Alone for a moment with the horizontal harbour. A vertical train, small wheeling me up the hill. A visit. Sun high. A glancing blow. My eyes. Mesmerised.

The golden city that side. Mystical. Pours from the hills, spills down the valleys, fills across the fore. Shore soft routed roman ogee.
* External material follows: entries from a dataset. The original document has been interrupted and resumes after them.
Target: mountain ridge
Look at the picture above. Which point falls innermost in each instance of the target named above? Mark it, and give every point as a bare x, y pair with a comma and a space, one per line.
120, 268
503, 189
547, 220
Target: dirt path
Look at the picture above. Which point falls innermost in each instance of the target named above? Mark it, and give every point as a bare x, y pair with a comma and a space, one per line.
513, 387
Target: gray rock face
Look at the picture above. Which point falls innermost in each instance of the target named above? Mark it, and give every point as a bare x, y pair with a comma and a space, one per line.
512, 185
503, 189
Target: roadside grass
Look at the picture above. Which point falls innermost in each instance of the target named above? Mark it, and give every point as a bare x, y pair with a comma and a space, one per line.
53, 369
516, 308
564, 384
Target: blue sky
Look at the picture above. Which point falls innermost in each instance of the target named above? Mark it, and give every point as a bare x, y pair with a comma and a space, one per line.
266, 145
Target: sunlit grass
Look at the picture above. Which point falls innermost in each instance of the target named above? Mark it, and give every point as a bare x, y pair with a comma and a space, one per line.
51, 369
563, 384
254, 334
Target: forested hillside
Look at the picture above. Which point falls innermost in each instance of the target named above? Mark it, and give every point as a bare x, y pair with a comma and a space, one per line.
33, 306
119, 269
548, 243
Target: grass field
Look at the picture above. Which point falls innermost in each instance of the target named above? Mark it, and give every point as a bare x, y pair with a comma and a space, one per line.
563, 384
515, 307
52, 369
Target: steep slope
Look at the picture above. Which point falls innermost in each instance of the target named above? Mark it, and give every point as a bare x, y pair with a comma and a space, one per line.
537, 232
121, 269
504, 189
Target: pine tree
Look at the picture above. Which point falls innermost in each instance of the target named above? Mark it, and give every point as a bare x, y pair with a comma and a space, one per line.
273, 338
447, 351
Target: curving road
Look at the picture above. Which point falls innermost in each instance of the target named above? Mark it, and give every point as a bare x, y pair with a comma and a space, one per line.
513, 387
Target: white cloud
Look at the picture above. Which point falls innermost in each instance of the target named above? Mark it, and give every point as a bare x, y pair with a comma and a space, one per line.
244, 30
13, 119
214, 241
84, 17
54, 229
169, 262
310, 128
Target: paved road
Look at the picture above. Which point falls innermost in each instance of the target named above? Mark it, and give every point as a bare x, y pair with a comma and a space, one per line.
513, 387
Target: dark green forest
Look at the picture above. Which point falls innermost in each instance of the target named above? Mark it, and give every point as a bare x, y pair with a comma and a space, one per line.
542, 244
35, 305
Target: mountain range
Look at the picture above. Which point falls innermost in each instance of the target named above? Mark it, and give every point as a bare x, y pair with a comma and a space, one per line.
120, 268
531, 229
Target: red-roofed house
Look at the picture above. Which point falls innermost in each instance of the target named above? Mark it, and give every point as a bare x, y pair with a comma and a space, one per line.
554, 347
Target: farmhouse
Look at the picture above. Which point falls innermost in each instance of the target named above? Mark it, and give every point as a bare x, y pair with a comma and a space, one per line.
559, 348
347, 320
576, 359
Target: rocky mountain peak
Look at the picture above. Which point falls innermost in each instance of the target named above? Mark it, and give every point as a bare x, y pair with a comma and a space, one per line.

Keruru crash. Wing flacking hard, horizontal past me.

Pare back my eyes. This side, crackling dry bush frames the golden city. This side, the funicular rundles the rails, lifting me to the house where the bush closes in.

I’m not alone now. She lies with me, half across my trousered lap.

Her face bathed in sun and the golden city.

Her head side, nestled into the small of my elbow.

She’s warm. She’s heavy. She’s breathing deeply. I don’t know her.

An eighties cut, clipped hard on the up side. Clipped soft on the sleeping side. A vigorous fringe. It shines. Tussled but holding shape over her curling ears.

An upturned nose, worn high. Aloofness, an allure. The even-toned golden cheek I can see, short-nicked at the smile line, is not so sure.

Makeup applied only to her pouting lips, assertive, almost brown. They glisten.

She drools, wetting my shirt sleeve.

And the funicular lifts us higher.

Her right hand lies on my knee. Fingers thick and strong. Hangnail forefinger. Indian ink rings on the tips. A scar drying across the knuckles.  Feeding from a singular long vein. A muscle pulses in the lee of her wrist; there is no refuge. She struggles and lifts it momentarily, drops and snuggles deeper.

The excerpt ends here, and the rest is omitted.